We have built the synthetic locus around the weak minimal TK promoter that shows very low basal activity. This ensures that the integrated enhancers indeed cause all measured activity at the locus. However, this promoter might also be rate limiting in our analysis: Most strong enhancers and combinations at close distances showed similar mean expression levels, suggesting saturation in expression. However, the 6 kb multi-enhancer from the Sox2 SCR showed much stronger expression than the other enhancers, even from the 25 kb distance, suggesting that stronger expression is possible. Here, combinations of very strong enhancers and the incorporation of different promoters in the future will test the limitations of the system.

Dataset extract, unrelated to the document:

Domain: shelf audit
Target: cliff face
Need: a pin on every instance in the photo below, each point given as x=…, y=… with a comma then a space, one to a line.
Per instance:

All enhancers tested in this study depend on the genomic distance to their target promoter, albeit to different degrees according to their intrinsic enhancer strength. Our results agree with and expand on previous findings regarding the distance dependency of two highly active regulatory regions in mouse ESCs and erythroleukemia K562 cells (Zuin et al. 2022; Rinzema et al. 2022). While all enhancers lost activation potential with increasing distance, introducing a second, weak enhancer can partially rescue the drop in activation. We focused on one such weak enhancer, the E2 enhancer from the Map4k3 locus. In isolation, this element cannot activate transcription even from intermediate distances. However, when combined with other enhancers and placed between the strong enhancer and the promoter, this element strongly increased the activation at the promoter.
While increasing the distance between enhancer and promoter decreases the activation at the promoter, many enhancers are located at distances where the individual enhancers should not be able to activate a promoter anymore. Our work here suggests that integrating additional, weak enhancers can partially overcome loss of enhancer activity due to increased genomic distance. Interestingly, the individual intrinsic strength of the additional enhancer and its exact position might be secondary as long as it is located between the strong enhancer and the promoter. Our findings might explain recent findings from the ɑ-globin (Blayney et al. 2022) and the Sox2 loci (Brosh et al. 2023), where elements with weak intrinsic enhancer activity can facilitate the communication of strong enhancers with the promoter, even though we cannot rule out that some of these elements apply distinct mechanisms of enhancer cooperation.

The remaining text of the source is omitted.